WHAT ARE AUTOIMMUNE DISEASES?
“Autoimmune” represents a category of at least one hundred diseases, not one specific illness. This can be confusing and is probably why many people aren’t familiar with autoimmune diseases or are unsure which illnesses fall into this category. Furthermore, the names of these conditions, which include Hashimoto’s thyroiditis, rheumatoid arthritis, systemic lupus erythematosus, Sjögren’s syndrome, celiac disease, and multiple sclerosis, among others, don’t have the word “autoimmune” in them. This is unlike diseases such as the various forms of cancer, where their names contain the word “cancer” and the area where the malignant tumor(s) are found. For example, breast cancer is a tumor in the breast, colon cancer a tumor in the colon, and skin cancer a tumor on the skin. Without the word “autoimmune” as part of their names, autoimmune conditions sound like they are distinctly different diseases. However, that couldn’t be further from the truth.

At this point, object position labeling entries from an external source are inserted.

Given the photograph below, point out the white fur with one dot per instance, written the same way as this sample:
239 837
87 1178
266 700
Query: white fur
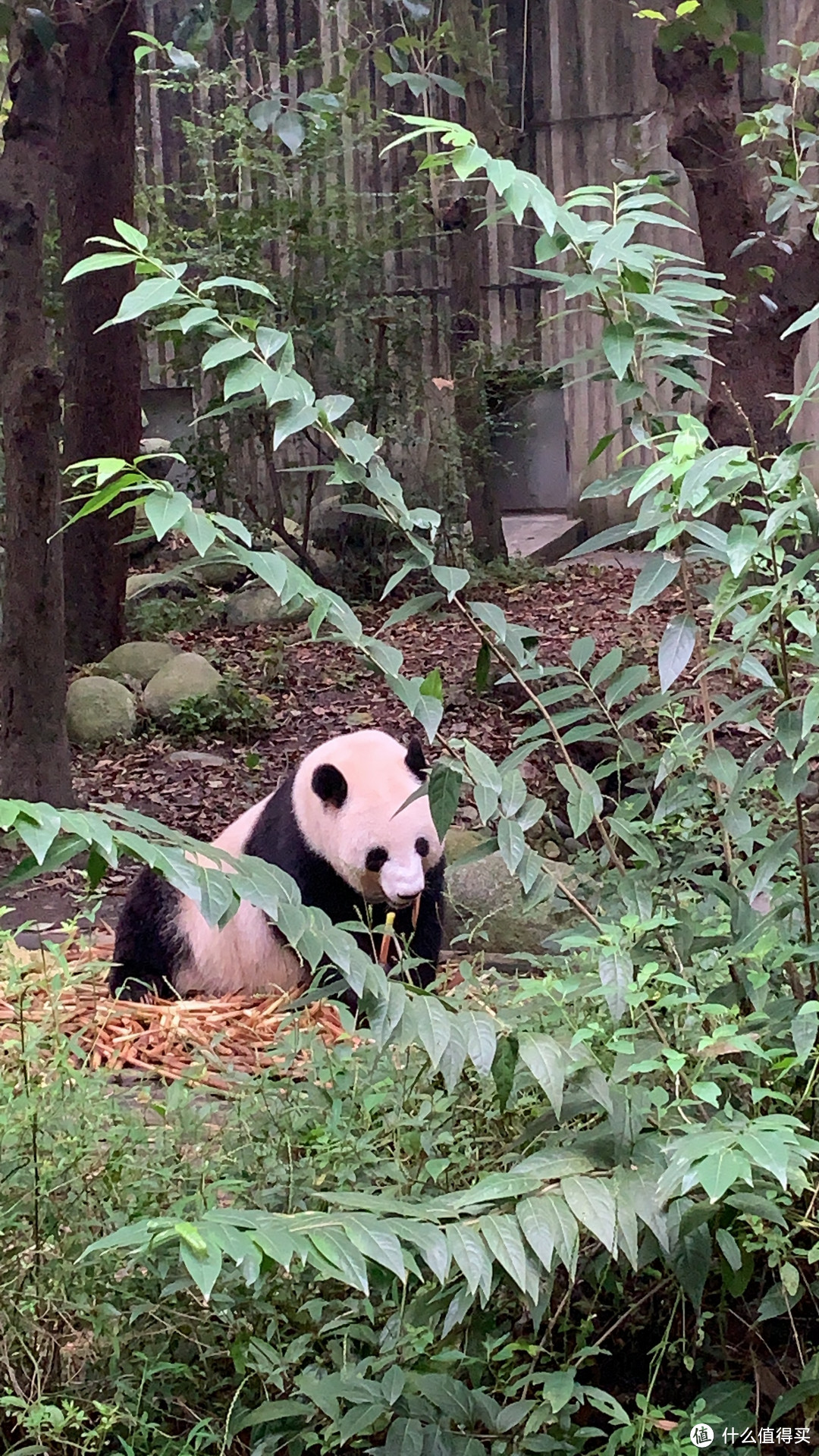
246 956
378 783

What can also be confusing is that the names of autoimmune conditions don’t tell you where the disease is located in the body. Some autoimmune conditions are systemic, meaning that the attack spreads throughout the body to all tissues, as in lupus. Others are organ specific, where the
attack occurs in a specific area or organ, like Hashimoto’s, which occurs in the thyroid. In either case, the name isn’t a helpful indicator of where the problem actually exists. For example, Hashimoto’s and Graves’ disease are in the thyroid, multiple sclerosis is in the brain and spinal cord, vitiligo is in the skin, and pernicious anemia is in the blood cells. Although the affected areas are different, we now know that the underlying problems in all of these diseases are very similar. In fact, the focus of recent research has switched from looking at the specific organ affected by the disease to determining the underlying mechanisms for how these diseases begin. This idea—that all of these conditions have similar origins—is critical to our approach for treating and reversing them.
More than one hundred different autoimmune conditions have similar characteristics. They are all serious chronic diseases with an underlying problem in the immune system. Another thing they have in common is inflammation, which is irritation and swelling inside your body, in any part including your brain. Inflammation can cause a wide range of symptoms, including fatigue, puffiness, muscle or joint pain, abdominal discomfort including diarrhea, and difficulty concentrating or “brain fog.” Or you may just have a vague, nagging feeling that something isn’t right, even if your doctor can’t find anything wrong with you.
By using a functional medicine approach and focusing on the primary cause of the immune dysfunction, research has uncovered many potential triggers for these diseases. (A trigger is anything that starts an unhealthy immune response.) It turns out that many autoimmune diseases are set off by similar things, such as gluten, heavy metals, toxins, infections, and stress. The main difference between each disease is that the immune cells target and attack tissue in different parts of the body. Essentially, most autoimmune conditions are more alike than they are different. And it turns out that fixing the foundational systems—which are your diet, stress hormones, gut health, and body’s toxic load—will heal the immune system and help them all. This is the revolutionary approach I detail in The Immune System Recovery Plan and why the treatment program it contains can benefit and target all autoimmune diseases.
WHAT CAUSES AUTOIMMUNE DISEASE?
The National Institutes of Health estimates that up to 23.5 million Americans suffer from autoimmune disease and that the prevalence is rising. With the numbers increasing every year, many experts have questioned what causes autoimmune disease and have been studying this to find out.
As a result, there are many thoughts and ideas about how you “get” an autoimmune disease. Here are the explanations with the most evidence behind them.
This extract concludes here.